# 2013 calendar contest!!



## ShutUpAndSmile (Mar 7, 2011)

2013 Calendar Contest!!! Exciting I know... )
To submit an image e-mail me the picture to [email protected] with your name, as well as what months you want to enter for. For a christmas theme enter for Dec. Ect. (Max of two per person)
Here are somethings to remember when entering your photos.
* Image size needs to be AT LEAST 1650 x 1276, no exceptions. The bigger, the better
* Please try and use a camera. Please no cell phones. It wont come out to well.
* Blurry photos, or the subject out of focus also will likely not get a lot of votes.
* Pay attention to the background, and the whole shot!!!! Photos with your hand or random stuff in the background wont look good.
* No watermarks, logos, or time stamps. You will get credit for the shot.
* No Photoshop!
* Photos must be your own!

The contest deadline is Nov 25th at 3pm eastern time. We'll have voting from the 25th to the 28th. Then give it to a panel of judges to vote for the final picks. From there a cover shot will be chosen.

To see entries go to...
Http://2013hedhehogcalendar.blogspot.com/

Oh I'm stealing May. So No entries will be accepted for May. (cause I can.. lol)

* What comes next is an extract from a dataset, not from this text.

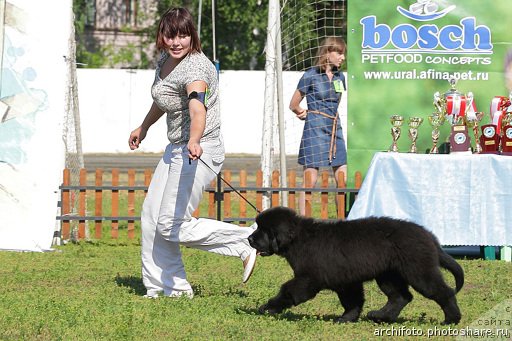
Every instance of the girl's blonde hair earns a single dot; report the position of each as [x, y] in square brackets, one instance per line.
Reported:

When calendar is finished 50% of all proceeds will go to the hedgehog welfare society.

Sorry in advance for any slow responses. Got hit by sandy and I have no power


----------



## Sarahg (Feb 18, 2010)

Hooray! I was hoping this would happen again this year


----------



## ShutUpAndSmile (Mar 7, 2011)

Yay!
We have our first two entries!!! Get them in guys!!


----------



## msredhead (Sep 28, 2012)

Oh, can't wait to get one in for Auri!


----------



## direwolf (Oct 11, 2012)

Just submitted mine! This is such a cool idea.


----------



## ShutUpAndSmile (Mar 7, 2011)

Awesome!
I emailed you back I just need you to pick which month. I don't like picking for people...lol it's stressful for me. xD


----------



## ShutUpAndSmile (Mar 7, 2011)

Two more entries!

Still plenty of open months to go for! Lets make this calendar better then last year!


----------



## momIImany (Oct 14, 2012)

I tried to see the entries, but it said, "the blog does not exist".


----------



## Havok (Oct 18, 2012)

Same here, I can't see the blog. This is an awesome idea. Now I need to figure out a good photo for Emily and see if I can get her in this.


----------



## ShutUpAndSmile (Mar 7, 2011)

Sorry, thats what I get for trying to type a url -.- loll
http://2013hedgehogcalendar.blogspot.com

Can't wait to see your entries


----------



## ShutUpAndSmile (Mar 7, 2011)

We have 5 months with no entries!! 
Get them in guys!
Such great entries so far I can't wait to see what others submit!


----------



## ShutUpAndSmile (Mar 7, 2011)

Still some months with no entries! Some with only one or two!
Enter enter enter!! =D


----------



## cardiologineer (Sep 29, 2012)

I'll be sure to get mine in soon. I've been super busy lately so I haven't really had much time to have a little photo shoot but I will make time for one very soon. This sounds awesome, can't wait to see how it turns out!


----------



## ShutUpAndSmile (Mar 7, 2011)

Can't wait to see your entries! 

If anyone wants to see last years calendar check out the link in my sig  (maybe can get some ideas or just see how it came out)


----------



## ShutUpAndSmile (Mar 7, 2011)

Still a few months without any entries! =)


----------



## ShutUpAndSmile (Mar 7, 2011)

APPARENTLY I'M NOT GETTING EMAILS!!!! 
Because I'm not getting emails for some reason please email them to [email protected] or message me here!
If you didn't get a conformation email please email me or message me!


----------



## lpercz (Dec 23, 2010)

Oh yay! I'm excited for this! Hopefully Sookie will pose for me


----------



## ShutUpAndSmile (Mar 7, 2011)

BUmp
Not long left to enter! Still a few months without entries!
If I haven't replied to you it means I haven't seen your email. My email is spazzing bad 
An alternate email to send to is
[email protected]

Can't wait to see your photos!


----------



## ShutUpAndSmile (Mar 7, 2011)

Only a few more hours to enter! Some months only have a few submissions so get them in! =)


----------



## ShutUpAndSmile (Mar 7, 2011)

Please cast your votes now! http://2013hedgehogcalendar.blogspot.com


----------



## morgan (Mar 29, 2011)

Any updates on this?


----------